No trip to Nantucket is complete without a visit to the Whaling Museum. Having just completed the audio book, "In the Heart of the Sea: The Tragedy of the Whaleship Essex" made the visit more poignant. A forty-six foot sperm whale skeleton hanging over one of the whaling boats creates an appreciation for the dangers of this occupational choice. Exhibits included scrimshaw created by sailors on the whale ships to pass the weeks or months between whale sightings, incredibly detailed and ornate needlework by the women of Nantucket, and the lightship baskets woven by the men stationed at lightship boats offshore, to kill the boredom of their six months work commitment.
The Nantucket Shipwreck and Lifesaving Museum tells the incredible history of life saving efforts and techniques developed due to the numerous shipwrecks and deaths caused by the dangerous shoals and inclement weather through the fall and winter in this area. Tells the stories of the heroes who placed their lives on the line to rescue other. Their motto, "You have to go out, you don't have to come back."

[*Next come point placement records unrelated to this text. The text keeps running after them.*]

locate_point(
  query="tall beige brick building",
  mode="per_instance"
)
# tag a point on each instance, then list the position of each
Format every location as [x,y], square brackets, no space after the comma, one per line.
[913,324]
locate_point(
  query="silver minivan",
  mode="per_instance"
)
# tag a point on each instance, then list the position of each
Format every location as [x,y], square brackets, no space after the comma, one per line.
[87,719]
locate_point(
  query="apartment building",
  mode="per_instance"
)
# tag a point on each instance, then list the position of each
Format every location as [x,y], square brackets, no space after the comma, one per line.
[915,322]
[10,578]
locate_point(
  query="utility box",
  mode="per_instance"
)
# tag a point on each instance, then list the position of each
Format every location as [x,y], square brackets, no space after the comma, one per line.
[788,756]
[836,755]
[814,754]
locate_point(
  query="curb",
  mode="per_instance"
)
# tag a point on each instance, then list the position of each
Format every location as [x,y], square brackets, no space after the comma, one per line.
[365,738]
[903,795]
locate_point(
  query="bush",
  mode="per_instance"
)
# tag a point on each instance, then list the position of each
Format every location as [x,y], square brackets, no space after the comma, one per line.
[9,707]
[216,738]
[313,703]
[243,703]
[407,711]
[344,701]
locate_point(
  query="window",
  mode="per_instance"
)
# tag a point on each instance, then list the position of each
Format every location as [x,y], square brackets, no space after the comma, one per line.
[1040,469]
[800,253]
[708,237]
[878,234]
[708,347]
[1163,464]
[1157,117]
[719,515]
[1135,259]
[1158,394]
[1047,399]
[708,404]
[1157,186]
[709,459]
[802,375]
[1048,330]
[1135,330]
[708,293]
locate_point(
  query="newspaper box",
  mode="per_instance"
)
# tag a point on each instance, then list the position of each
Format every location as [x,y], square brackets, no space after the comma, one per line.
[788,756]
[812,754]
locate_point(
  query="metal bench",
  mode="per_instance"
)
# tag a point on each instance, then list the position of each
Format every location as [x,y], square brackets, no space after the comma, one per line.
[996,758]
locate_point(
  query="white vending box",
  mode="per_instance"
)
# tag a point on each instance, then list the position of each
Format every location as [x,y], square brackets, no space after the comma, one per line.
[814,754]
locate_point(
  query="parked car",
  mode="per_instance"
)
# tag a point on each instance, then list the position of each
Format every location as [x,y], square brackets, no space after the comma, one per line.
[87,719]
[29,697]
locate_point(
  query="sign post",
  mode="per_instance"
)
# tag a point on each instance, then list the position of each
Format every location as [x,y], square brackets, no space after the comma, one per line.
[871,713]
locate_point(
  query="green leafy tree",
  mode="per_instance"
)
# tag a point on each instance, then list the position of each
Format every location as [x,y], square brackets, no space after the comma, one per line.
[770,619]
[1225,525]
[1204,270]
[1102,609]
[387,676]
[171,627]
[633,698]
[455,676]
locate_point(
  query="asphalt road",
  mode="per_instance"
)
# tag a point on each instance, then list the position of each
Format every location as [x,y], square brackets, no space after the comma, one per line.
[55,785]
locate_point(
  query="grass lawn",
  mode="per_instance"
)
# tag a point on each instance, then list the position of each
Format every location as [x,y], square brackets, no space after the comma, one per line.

Hurricane Earl veered to the east and was downgraded to tropical storm strength as it approached the island. Provided us with spectacular surf and an adventure for Alan , when he decided to rescue a buoy from the tumultuous seas. As he grabbed his prize, he was swept off his feet but scrambled back up again as he felt the strong undertow pulling him out. Climbing up the short cliff, soaked from head to toe and smiling from ear to ear, he was proudly hoisting the buoy. Highest winds for the area reached 55mph and passed around 2 A.M., by the following morning we had clear skies and a refreshing breeze.